私たち人間は他の動物同様に見る・聞く・感じる・味わう・嗅ぐという5つの感覚を用いて生活していますが、他の感覚に比べると匂いの感覚(嗅覚作用)には、ほとんど無頓着です。多くの動物とは異なり、私たちの日常生活が嗅覚によってコントロールされることがないため、嗅覚はそれほど重要な感覚ではないと思われていますが、無意識に心に入り込む匂いに、私たちはよりいっそう敏感になってきています。経済において、食品業界はいうまでもなく、多くの日用品における天然・人工的な香料は、今やビッグビジネスとなっています。


図1:嗅覚糸球体(G、点線)における僧帽細胞(MC)のふさのような樹状突起上の嗅神経(ON)シナプスの組織概要図。背景画像はbiocytinを注入した僧帽細胞。


図2:繰り返しの嗅神経(ON)刺激()前後での嗅神経刺激()に対する僧帽細胞(MC)の反応。繰り返し刺激後、もともとの反応(青いトレース)に比べ減少したMC反応(赤いトレース)が見られた。グラフは、MCレスポンスの強度の時間的経過を示している。

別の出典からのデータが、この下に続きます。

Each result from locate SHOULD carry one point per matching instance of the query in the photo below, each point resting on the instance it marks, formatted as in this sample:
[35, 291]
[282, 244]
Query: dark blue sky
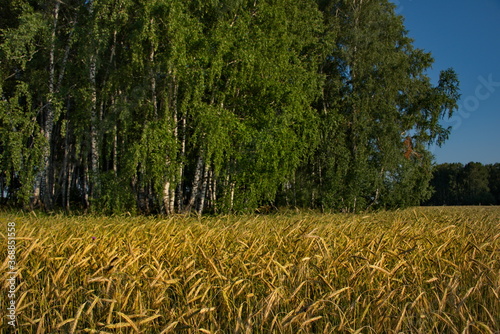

特異的な受容器がある他の感覚と同様に、匂いの感覚においては嗅上皮に特定の化学物質に反応する嗅覚器があります。活性化した受容器細胞は、嗅神経(ON)を通じて脳に刺激を伝え、その信号は嗅覚糸球体(G)において、高次脳へ匂いの情報を送り出す僧帽細胞(MC)へと中継されます(図1、図2)

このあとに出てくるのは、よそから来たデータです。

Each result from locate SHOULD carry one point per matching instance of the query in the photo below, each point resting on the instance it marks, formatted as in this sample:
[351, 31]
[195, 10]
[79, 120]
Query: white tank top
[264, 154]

私たちの研究室では、匂いの情報が嗅覚糸球体の嗅神経シナプスから脳に伝達されるシナプスのメカニズムを研究しています。それぞれの糸球体は、数千種類の受容器細胞のうちの一つから入力を受け取ることで、匂い分子の個々の特徴を伝えています。面白いことに、私たちは嗅神経―僧帽細胞間のシナプスが活動依存的な可塑性を示すことを発見しました。嗅神経の活性化は、僧帽細胞で興奮性シナプス後電位を引き起こします。繰り返し(5回/秒を20秒以上)活性化させた場合、嗅神経―僧帽細胞間のシナプスは弱まり、その弱まった状態はその後1時間以上も続きます。シナプスが弱まることで、嗅神経の活性化による僧帽細胞の興奮を弱めます。この発見より、脳が外の世界から受け取る匂いの情報を、嗅覚システムの極初期の段階でコントロールしていると推測できます。さらに、嗅覚受容細胞は約60日しか生存せず、その後は新しい細胞に入れ替わるため、嗅神経シナプスの可塑性は非常に有用です。それによって、嗅上皮と嗅球の間での特異的な軸索の結合を正確に維持することが、一生を通して必要となります。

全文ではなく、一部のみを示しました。